Respiratory Muscle Research Unit, Laboratory of Pneumology and Respiratory Division, Katholieke Universiteit Leuven, Leuven, Belgium.
Crit Care Med. 2011 Apr;39(4):777-82. doi: 10.1097/CCM.0b013e318206cca9.
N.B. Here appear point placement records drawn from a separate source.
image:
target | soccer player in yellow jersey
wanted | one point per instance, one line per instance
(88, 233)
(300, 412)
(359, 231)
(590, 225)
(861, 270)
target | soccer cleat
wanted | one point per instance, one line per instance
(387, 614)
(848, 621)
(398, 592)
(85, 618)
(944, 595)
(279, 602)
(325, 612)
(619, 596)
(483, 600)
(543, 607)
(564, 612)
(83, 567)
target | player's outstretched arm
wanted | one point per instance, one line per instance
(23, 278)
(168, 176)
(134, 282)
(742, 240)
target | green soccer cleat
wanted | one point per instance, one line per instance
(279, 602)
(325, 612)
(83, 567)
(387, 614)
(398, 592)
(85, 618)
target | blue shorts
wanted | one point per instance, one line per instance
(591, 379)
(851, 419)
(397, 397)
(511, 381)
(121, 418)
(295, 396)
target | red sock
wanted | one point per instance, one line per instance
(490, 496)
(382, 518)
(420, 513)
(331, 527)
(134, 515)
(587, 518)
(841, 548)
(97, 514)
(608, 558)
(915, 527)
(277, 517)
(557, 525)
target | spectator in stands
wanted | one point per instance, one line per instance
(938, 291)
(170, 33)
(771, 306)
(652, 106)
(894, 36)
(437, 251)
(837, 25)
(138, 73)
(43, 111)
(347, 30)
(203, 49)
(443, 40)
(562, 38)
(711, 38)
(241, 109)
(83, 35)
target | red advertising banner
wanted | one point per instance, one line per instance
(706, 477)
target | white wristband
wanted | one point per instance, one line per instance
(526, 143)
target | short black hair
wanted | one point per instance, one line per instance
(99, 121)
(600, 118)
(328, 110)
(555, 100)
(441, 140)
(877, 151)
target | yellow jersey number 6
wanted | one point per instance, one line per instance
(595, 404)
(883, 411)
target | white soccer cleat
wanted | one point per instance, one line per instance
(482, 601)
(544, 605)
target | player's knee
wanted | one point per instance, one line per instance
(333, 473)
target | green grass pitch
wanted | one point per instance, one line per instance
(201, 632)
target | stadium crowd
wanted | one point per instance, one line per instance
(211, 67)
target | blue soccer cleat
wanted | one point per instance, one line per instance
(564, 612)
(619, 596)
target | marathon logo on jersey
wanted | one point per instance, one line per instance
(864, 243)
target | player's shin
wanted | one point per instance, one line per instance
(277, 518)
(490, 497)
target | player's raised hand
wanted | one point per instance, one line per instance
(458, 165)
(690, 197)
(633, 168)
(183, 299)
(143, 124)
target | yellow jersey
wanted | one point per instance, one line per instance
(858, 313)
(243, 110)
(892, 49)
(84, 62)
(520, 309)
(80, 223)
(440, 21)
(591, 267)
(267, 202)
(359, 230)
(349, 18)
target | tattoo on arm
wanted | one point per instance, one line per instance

Controlled mechanical ventilation results in diaphragmatic dysfunction, and oxidative stress has been shown to be an important contributor to ventilator-induced diaphragm dysfunction. We hypothesized that the administration of an antioxidant, N-acetylcysteine, would restore the redox balance in the diaphragm and prevent against the deleterious effects of controlled mechanical ventilation.
Randomized, controlled experiment.
Basic science animal laboratory.
Male Wistar rats, 14 wks old.
Anesthetized rats were submitted for 24 hrs to either spontaneous breathing receiving 150 mg/kg N-acetylcysteine (SBNAC) or saline (SBSAL) or to controlled mechanical ventilation receiving 150 mg/kg N-acetylcysteine (MVNAC) or saline (MVSAL).
After 24 hrs of controlled mechanical ventilation, diaphragmatic force production was significantly lower in MVSAL compared with all groups. Importantly, administration of N-acetylcysteine completely abolished this controlled mechanical ventilation-induced diaphragmatic contractile dysfunction. Diaphragmatic protein oxidation was significantly increased after 24 hrs of controlled mechanical ventilation (+53%, p < .01) in MVSAL animals, whereas administration of N-acetylcysteine prevented this controlled mechanical ventilation-induced oxidative stress. Diaphragmatic 20S proteasome activity was increased in MVSAL (+62%, p < .05). Further, compared with SBSAL, diaphragm caspase-3 activity was significantly increased in MVSAL (+279%, p < .001), and N-acetylcysteine treatment provided partial protection against caspase-3 activation. Diaphragmatic calpain activity was significantly increased after controlled mechanical ventilation (+137%, p < .001) in MVSAL animals, but N-acetylcysteine treatment protected against this event. Finally, significant negative correlations existed between calpain activity and diaphragm force production (r from -0.56 to -0.49, p < .05).
These data show that the administration of N-acetylcysteine protects the diaphragm from the deleterious effects of controlled mechanical ventilation. Specifically, N-acetylcysteine prevents against controlled mechanical ventilation-induced diaphragmatic oxidative stress and proteolysis and abolishes controlled mechanical ventilation-induced diaphragmatic contractile dysfunction.
控制机械通气会导致膈肌功能障碍,氧化应激已被证明是呼吸机诱导膈肌功能障碍的一个重要因素。我们假设抗氧化剂 N-乙酰半胱氨酸的给药将恢复膈肌的氧化还原平衡,并防止控制机械通气的有害影响。
随机对照实验。
基础科学动物实验室。
14 周龄雄性 Wistar 大鼠。
麻醉大鼠接受 24 小时自主呼吸,给予 150mg/kg N-乙酰半胱氨酸(SBNAC)或生理盐水(SBSAL),或接受 24 小时控制机械通气,给予 150mg/kg N-乙酰半胱氨酸(MVNAC)或生理盐水(MVSAL)。
在接受 24 小时控制机械通气后,MVSAL 组的膈肌收缩力明显低于所有组。重要的是,给予 N-乙酰半胱氨酸完全消除了这种控制机械通气诱导的膈肌收缩功能障碍。与 SBSAL 相比,24 小时控制机械通气后,MVSAL 动物的膈肌蛋白氧化显著增加(+53%,p<.01),而给予 N-乙酰半胱氨酸可防止这种控制机械通气诱导的氧化应激。与 SBSAL 相比,MVSAL 中的膈肌 20S 蛋白酶体活性增加(+62%,p<.05)。此外,与 SBSAL 相比,MVSAL 中的膈肌半胱天冬酶-3 活性显著增加(+279%,p<.001),N-乙酰半胱氨酸治疗提供了对半胱天冬酶-3 激活的部分保护。控制机械通气后,MVSAL 动物的膈肌钙蛋白酶活性显著增加(+137%,p<.001),但 N-乙酰半胱氨酸治疗可防止这种情况。最后,钙蛋白酶活性与膈肌收缩力之间存在显著的负相关(r 从-0.56 到-0.49,p<.05)。
这些数据表明,给予 N-乙酰半胱氨酸可保护膈肌免受控制机械通气的有害影响。具体而言,N-乙酰半胱氨酸可防止控制机械通气诱导的膈肌氧化应激和蛋白水解,并消除控制机械通气诱导的膈肌收缩功能障碍。